You should close the timer event by calling the client's method `CloseTimerEvent` to reset the timer's state to `IDLE`, or the timer will not be able to schedule new events. By default, closing a timer will also reset the `Watermark` field to the value of `EventStart`, but you can specify the next watermark manually. For example:

```go
func (h *MyTimerHook) OnSchedEvent(ctx context.Context, event api.TimerShedEvent) error {
    // do some things ...

	// close the timer event so that the next event can be scheduled
    return h.cli.CloseTimerEvent(
        ctx,
        event.Timer().ID,
        event.EventID(),
        api.WithSetWatermark(time.Now()), // use the current time as the next watermark instead of the event start time
    )
}
```

## FAQs

- Q: What is the difference between the attributes `ID` and `Key` of the timer, they are all unique.
  A: The key difference is that the `Key` is specified by the user but the `ID` is generated by the framework. The `ID` is the real identifier of a timer because it is "absolutely" unique because any two timers cannot have the same `ID` even if one timer is deleted. But it is allowed to create a timer with a `Key` that is the same as another timer which deleted before, and it is also allowed to create timers with the same `Key` in different namespaces. So it is better to use `ID` to log events from a certain timer. But `Key` is also useful because it can be meaningful. `Key` can be used to do some semantic works like querying or ensuring the idempotent creation of timers for certain uses.

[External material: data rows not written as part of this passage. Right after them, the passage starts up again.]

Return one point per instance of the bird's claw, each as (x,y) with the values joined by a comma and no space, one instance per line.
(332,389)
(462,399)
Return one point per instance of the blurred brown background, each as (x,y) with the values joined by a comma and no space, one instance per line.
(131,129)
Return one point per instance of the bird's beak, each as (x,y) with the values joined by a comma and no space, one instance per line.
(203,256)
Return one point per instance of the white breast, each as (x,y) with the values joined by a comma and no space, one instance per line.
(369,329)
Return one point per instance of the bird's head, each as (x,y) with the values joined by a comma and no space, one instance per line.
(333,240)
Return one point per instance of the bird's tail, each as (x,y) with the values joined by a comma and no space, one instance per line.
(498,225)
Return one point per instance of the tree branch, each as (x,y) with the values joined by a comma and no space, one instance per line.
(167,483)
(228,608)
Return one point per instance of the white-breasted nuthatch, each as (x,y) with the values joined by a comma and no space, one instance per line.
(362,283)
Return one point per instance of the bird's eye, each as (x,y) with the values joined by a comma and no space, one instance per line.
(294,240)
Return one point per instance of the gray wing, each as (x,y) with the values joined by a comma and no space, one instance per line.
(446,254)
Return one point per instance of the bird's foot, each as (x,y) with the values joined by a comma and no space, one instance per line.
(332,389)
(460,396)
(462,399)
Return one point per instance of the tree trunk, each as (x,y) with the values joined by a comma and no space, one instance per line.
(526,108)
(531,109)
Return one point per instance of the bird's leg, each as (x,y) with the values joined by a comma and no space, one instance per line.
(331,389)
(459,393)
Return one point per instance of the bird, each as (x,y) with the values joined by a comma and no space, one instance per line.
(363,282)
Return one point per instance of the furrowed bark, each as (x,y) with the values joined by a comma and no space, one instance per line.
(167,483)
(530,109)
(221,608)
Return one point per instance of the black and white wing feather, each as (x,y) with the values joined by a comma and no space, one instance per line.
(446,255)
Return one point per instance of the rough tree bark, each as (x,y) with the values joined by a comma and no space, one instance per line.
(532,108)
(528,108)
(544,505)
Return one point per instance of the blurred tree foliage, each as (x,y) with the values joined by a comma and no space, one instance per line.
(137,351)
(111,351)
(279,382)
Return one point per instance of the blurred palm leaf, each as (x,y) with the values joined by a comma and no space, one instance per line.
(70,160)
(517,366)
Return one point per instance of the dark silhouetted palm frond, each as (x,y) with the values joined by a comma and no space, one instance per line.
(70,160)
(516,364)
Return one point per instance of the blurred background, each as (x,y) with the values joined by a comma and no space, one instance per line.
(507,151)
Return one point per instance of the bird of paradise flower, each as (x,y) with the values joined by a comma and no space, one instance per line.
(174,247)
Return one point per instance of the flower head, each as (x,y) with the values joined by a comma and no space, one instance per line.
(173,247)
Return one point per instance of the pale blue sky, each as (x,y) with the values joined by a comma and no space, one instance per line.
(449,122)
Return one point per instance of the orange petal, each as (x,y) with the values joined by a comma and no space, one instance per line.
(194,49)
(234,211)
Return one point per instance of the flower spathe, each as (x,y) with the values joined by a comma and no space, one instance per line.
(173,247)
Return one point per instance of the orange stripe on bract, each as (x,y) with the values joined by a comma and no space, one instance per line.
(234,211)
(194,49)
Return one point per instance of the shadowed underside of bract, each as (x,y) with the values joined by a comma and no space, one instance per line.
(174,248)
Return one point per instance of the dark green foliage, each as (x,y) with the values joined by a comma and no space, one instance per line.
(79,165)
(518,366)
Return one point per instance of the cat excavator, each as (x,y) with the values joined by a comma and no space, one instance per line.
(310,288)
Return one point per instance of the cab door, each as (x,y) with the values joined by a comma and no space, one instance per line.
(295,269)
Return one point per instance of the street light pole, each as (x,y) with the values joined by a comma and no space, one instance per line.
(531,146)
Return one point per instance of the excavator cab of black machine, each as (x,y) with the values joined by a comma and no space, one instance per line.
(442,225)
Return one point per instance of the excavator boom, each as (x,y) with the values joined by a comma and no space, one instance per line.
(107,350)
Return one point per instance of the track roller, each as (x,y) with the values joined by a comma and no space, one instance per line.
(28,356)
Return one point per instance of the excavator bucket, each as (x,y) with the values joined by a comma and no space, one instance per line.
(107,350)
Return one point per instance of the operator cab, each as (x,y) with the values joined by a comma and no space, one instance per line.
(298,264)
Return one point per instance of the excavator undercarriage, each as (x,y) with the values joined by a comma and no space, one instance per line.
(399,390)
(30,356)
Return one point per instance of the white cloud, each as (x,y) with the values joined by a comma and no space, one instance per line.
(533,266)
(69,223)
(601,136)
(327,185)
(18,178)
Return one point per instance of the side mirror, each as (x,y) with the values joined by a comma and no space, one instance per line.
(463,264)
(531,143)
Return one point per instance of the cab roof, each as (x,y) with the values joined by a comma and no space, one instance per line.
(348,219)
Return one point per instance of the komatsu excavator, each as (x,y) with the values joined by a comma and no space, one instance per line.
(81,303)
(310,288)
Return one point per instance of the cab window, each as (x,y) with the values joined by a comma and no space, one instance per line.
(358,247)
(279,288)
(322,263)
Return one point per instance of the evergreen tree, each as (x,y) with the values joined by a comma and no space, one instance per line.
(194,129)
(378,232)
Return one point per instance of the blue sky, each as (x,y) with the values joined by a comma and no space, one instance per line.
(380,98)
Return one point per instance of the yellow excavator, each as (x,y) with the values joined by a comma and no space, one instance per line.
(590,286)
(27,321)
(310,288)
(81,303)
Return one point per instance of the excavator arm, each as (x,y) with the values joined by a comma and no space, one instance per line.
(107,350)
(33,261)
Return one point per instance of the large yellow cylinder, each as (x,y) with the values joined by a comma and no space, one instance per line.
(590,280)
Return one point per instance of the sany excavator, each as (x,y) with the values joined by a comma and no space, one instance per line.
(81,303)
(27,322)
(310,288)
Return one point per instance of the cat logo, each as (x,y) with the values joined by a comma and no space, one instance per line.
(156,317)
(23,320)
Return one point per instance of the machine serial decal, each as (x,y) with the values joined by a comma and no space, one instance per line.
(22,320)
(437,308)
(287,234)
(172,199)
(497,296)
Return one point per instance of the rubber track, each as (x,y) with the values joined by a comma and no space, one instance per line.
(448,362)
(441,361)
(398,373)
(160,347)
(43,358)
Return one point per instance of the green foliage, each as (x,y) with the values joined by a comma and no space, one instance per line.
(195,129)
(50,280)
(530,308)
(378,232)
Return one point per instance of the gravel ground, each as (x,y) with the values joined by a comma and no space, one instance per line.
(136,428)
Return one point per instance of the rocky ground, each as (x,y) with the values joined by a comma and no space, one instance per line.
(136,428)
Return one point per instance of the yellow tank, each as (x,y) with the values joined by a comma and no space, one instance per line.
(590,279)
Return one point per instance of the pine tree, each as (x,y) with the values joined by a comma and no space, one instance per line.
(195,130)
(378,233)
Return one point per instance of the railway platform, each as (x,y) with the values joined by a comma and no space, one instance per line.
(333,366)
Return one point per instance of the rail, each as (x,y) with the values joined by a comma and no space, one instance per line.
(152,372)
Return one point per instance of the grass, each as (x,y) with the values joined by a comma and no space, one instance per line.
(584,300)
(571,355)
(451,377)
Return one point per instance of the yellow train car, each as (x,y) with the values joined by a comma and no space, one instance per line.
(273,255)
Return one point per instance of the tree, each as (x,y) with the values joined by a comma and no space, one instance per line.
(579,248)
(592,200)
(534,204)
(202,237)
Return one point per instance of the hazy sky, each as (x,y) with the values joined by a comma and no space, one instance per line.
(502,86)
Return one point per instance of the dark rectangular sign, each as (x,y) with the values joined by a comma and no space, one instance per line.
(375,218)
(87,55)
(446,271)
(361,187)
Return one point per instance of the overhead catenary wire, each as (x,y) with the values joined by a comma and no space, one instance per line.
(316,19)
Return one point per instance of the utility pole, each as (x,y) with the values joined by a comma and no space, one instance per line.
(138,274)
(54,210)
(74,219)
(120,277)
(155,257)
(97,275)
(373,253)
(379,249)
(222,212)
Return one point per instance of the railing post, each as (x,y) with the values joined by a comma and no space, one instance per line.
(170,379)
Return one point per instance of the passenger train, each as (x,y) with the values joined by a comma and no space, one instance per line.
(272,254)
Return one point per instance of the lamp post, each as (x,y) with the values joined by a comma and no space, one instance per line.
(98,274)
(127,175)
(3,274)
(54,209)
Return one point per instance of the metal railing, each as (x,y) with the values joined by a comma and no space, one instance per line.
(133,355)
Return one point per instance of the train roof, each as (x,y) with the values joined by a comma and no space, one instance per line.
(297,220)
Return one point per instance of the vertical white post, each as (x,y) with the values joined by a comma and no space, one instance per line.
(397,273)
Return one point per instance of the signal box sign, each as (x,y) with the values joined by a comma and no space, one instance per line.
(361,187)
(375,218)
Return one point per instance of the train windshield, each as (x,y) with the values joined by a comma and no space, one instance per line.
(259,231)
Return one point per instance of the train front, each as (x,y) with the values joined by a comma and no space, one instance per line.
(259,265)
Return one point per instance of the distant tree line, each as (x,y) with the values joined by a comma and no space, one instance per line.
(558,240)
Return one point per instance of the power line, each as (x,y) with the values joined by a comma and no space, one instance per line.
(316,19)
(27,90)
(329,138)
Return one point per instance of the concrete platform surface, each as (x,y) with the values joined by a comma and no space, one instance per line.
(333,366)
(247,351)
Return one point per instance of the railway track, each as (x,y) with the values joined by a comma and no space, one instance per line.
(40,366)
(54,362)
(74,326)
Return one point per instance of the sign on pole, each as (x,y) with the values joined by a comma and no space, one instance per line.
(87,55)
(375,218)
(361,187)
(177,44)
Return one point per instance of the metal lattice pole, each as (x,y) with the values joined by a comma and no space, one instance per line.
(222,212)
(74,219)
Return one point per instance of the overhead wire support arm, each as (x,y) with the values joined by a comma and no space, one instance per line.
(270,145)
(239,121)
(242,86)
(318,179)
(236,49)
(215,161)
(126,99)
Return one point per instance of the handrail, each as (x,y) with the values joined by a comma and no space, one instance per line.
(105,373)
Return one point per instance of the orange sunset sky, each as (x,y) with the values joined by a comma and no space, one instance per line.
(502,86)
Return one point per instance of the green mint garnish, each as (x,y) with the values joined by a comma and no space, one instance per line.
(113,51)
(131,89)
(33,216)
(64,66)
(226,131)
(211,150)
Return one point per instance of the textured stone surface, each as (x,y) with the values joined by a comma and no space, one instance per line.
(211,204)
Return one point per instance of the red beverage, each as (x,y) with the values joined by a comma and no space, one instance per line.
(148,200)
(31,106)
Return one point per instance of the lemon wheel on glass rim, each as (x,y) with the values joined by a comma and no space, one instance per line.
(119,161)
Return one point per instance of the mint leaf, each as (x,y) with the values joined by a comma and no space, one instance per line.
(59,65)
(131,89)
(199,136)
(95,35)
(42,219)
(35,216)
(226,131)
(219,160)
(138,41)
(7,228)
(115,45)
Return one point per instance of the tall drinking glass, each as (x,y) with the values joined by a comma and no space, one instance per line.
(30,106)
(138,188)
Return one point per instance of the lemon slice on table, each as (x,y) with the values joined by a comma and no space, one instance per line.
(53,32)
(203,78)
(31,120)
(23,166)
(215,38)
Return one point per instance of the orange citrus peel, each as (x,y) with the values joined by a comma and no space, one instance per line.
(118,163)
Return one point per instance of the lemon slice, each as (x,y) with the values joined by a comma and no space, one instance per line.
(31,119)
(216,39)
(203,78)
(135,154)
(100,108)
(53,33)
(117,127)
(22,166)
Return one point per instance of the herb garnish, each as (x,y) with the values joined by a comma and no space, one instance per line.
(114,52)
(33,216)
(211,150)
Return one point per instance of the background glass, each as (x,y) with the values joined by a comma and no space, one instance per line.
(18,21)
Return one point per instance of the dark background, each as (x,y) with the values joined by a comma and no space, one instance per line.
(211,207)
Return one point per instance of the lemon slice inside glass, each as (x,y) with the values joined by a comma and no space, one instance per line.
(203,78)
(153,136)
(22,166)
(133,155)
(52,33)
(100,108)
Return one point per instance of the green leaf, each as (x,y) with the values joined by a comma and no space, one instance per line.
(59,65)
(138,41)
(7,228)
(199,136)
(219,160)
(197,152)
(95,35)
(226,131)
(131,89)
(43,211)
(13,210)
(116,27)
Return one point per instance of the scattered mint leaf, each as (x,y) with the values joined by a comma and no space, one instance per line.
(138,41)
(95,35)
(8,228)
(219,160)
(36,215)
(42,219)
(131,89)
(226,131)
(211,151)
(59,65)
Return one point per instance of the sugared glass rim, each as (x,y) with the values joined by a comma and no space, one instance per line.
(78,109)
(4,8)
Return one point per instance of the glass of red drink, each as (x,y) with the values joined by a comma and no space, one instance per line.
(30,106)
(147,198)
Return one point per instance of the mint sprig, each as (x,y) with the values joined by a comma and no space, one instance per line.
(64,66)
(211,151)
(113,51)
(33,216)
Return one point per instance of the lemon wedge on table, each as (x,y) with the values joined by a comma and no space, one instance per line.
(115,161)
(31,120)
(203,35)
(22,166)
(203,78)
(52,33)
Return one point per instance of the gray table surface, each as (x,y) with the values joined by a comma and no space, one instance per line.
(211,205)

- Q: What is the behavior of the timer framework if the TiDB restarts, especially if it shuts down for a long time?
  A: When the TiDB restarts (which means the timer runtime restarts), the runtime will reload all timers from the store and check their state. If a timer's `EventStatus` is `TRIGGER`, the runtime will try to trigger the event again by calling the hook's method `OnSchedEvent` (`OnPreSchedEvent` will not be called). If the `EventStatus` is `IDLE`, the runtime will try to trigger the event if the timer is time to trigger. Notice that when a runtime shuts down for a long time, there may be many time points to trigger between `Watermark` and the current time, but the hook will still be triggered only once. For example, one timer has a cron expression `0 * * * * *` indicating that it should trigger every one hour. If the TiDB shuts down, leave this timer with a watermark `2022-01-01 09:58:00` and then restart at `2022-01-01 12:01:00`, and it tries to trigger the timer. However, there are 3 time points which are not triggered. The hook will still be invoked once with the `EventStart` value `2022-01-01 12:01:00` and `Watmerkark` value `2022-01-01 09:58:00`. It is up to the hook class to determine how to handle this case. For example, it can do the trigger action 3 times in one `OnSchedEvent` call or just do it once and then close the timer with the new watermark `2022-01-01 10:00:00`. For the second case, the timer will be triggered again after a very short time because the next expected trigger time `2022-01-01 11:00:00` is still before the current time.

- Q: Is it thread-safe for the hook call such as `Start`, `Stop`, `OnPreSchedEvent`, `OnSchedEvent`?
  A: Yes, it is thread-safe. They are called in one goroutine now, there is no data race without a lock for variables that are only read or written in these methods. But if you create a goroutine manually and access these variables in the background, you should also use a lock to protect them. In the future, the trigger method such as `OnPreSchedEvent` and `OnSchedEvent` may be called in concurrency of different timers, but it will also be guaranteed that these methods for the same timer will be called in sequence and guarantees the happens-before semantics.

- Q: Will the hook calls from different timers be blocked by each other if some hook calls take a long time?
  A: Yes, it may happen if two timers share the same hook and one timer's call is slow. The reason is timers that share one hook will be triggered in one goroutine (or maybe a pool with some fixed goroutines in the future). To resolve this issue, you can just do the trigger action background and return a non-error value immediately in the foreground call. Notice that if you do this, you should retry yourself when the trigger action fails.